「県民通販大調査2017」第三弾!リアルな通販利用の実態を探る【JADMA調べ】

ECのミカタ編集部

 公益社団法人 日本通信販売協会(略称:JADMA・ジャドマ、事務局:東京都中央区)では、全国47都道府県ごとの、通販利用の実態を把握することを目的に、直近1年で通販を利用したことがある20代から60代の男女計10,000人を対象にしたインターネット調査を行っており、その第三弾が公開された。
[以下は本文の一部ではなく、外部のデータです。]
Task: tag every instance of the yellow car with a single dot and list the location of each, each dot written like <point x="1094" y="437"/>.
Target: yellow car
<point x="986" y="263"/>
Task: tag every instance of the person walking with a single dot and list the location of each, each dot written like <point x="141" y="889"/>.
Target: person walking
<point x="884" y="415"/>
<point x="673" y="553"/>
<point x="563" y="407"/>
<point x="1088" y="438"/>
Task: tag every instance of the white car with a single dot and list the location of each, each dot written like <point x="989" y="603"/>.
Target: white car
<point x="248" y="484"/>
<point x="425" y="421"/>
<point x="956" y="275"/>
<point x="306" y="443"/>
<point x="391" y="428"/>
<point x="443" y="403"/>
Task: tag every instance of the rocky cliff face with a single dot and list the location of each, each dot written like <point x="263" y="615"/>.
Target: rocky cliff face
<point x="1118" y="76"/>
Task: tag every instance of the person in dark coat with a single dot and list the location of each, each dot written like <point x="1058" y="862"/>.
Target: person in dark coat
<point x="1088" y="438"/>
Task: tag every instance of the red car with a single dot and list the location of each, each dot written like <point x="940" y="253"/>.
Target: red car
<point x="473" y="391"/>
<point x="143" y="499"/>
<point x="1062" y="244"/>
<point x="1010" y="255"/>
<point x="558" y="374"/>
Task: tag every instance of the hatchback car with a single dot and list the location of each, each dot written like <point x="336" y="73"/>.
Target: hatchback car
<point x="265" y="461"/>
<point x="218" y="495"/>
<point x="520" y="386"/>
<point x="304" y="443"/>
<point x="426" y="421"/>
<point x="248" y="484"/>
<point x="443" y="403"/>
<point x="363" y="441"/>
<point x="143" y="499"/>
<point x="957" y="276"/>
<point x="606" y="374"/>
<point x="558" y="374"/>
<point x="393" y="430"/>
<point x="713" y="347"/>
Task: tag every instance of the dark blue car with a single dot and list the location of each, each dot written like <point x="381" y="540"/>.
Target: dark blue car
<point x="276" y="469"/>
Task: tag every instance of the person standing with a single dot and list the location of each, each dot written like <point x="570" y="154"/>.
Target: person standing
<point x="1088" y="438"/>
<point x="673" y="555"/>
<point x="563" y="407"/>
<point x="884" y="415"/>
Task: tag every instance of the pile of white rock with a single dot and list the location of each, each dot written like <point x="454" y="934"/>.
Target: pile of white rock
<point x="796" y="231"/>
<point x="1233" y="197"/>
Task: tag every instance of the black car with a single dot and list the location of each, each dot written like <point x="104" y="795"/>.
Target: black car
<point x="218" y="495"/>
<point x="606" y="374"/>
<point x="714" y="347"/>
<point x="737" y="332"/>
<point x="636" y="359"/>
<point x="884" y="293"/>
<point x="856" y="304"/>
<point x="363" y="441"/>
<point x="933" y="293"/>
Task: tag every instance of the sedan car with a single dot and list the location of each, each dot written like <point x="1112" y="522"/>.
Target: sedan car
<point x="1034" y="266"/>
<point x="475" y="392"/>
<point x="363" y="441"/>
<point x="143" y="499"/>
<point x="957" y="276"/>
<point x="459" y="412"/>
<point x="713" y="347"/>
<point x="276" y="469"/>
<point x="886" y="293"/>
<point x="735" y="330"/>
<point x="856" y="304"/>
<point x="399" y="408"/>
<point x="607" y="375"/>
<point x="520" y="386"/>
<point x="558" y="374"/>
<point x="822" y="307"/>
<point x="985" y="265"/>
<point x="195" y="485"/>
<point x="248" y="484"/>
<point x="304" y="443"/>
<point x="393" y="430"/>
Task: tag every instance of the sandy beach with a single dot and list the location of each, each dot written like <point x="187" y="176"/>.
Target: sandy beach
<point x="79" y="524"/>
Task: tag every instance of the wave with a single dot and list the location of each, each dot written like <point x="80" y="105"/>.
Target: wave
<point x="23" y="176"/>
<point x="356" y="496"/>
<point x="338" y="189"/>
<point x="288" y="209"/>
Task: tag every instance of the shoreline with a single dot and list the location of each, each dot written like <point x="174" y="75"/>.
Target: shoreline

 毎回調査内容が目を引くJADMAの「県民通販大調査2017」レポートの第三弾が公開された。全国47都道府県ごとの、「県民性」の違いをテーマに調査が行われている。県民性データアナリストである久保哲朗氏のコメントも冴え渡っていて、マーケティング担当者には非常に参考になるだろう。今回はどういった内容になっているのか、さっそく見ていきたい。

通販下着こだわり女子県は?

 女性の通販の利用者に、「最近1年間に、通販で下着・ランジェリー(以下、下着)を購入した金額は合計いくらですか?」と聞いたところ、通販による下着の年間購入額が多い「通販下着こだわり女子県」1位は岡山で14,750円となり、全国平均7,632円比の約2倍という結果となった。2位は香川、3位に愛知、4位三重、5位神奈川と続く。

 県民性データアナリストである久保哲朗氏によると、通販における下着購入額が最も高かった岡山は、子ども洋服購入費が全国1位、子ども下着購入費でも2位と、下着をはじめとする子どもの衣類にお金を掛ける傾向があるという。また、女性の家事労働時間も10位で上位にあることから、時間を効率的に、賢く通販を利用して、下着を購入していると考えられる。

通販スイーツ女子県は?

 女性の通販利用者に、「最近1年間に、通販でスイーツ・お菓子を購入した金額は合計いくらですか?」と聞いたところ、通販によるスイーツの年間購入額が多い「通販スイーツ女子県」は1位が島根で17,560円となり、全国平均11,175円比の1.6倍という結果だった。2位は北海道、3位は岡山、4位石川、5位福岡と続く。また、エリア別でみると、西日本地域では、通販でスイーツを購入する女性が多いことが分かった。

 通販におけるスイーツ購入金額が最も高かった島根は、出生率が全国2位で子宝に恵まれている県。また、スナック菓子の消費量が全国3位であり、砂糖消費量も6位とお菓子好きで甘党な県民性が垣間見えることから、子どもや家族のイベントで、スイーツを購入している機会が多いと考えられる。一方で、スイーツ購入金額の最下位の長野県は、果物消費量において全国2位のフルーツ大好き県である。スイーツよりも、フルーツの方が人気のようだ。

通販ホワイトデー男子県は?

 通販によるギフトの購入者のうち、「最近1年間に、通販によるギフトを、何のライフイベントで購入しましたか?」と聞いたところ、ホワイトデー用のギフトを購入する男性の割合が高い「通販ホワイトデー男子県」1位は秋田で30.8%となり、全国平均と13.6ポイントの差をつけた。

 続いて2位は岐阜、3位は岩手、4位が福井で、5位は静岡だった。ちなみに、バレンタインデーにおける、ギフトを購入する女性の割合が高い「通販バレンタイン女子県」の1位は鹿児島で、バレンタインデーとホワイトデーの1位県が南北に分かれる結果となった。

 通販におけるホワイトデーギフト利用率(男性)で全国1位の秋田は、宿題実行率、自宅学習率、そして中学生校則遵守率で、すべて全国1位だという。また学力テストにおいても全国2位であり、学力の高さに定評のある県でもある。そんな秋田には、実直で真面目な男性が多いと考えられ、ホワイトデーの贈り物にも実直に向き合っているようだ。

「なぜそうなったのか」をちゃんと追求する

 県民性の違い、また男女の違いもあり今回も非常に興味深い結果が並んだ。結果には何事も理由が存在する。つまり掘り下げれば掘り下げるほど、真相に近づくことができるということ。データの表面だけなぞっても、オリジナリティのあるコンテンツは生まれない。

 「なぜそうなったのか」をしっかりと追求していくことで進むべき方向は定まってくるのではないだろうか。誠実に向き合うこと。EC事業には、今回の調査の秋田男子のような実直さが求められているのだと感じた。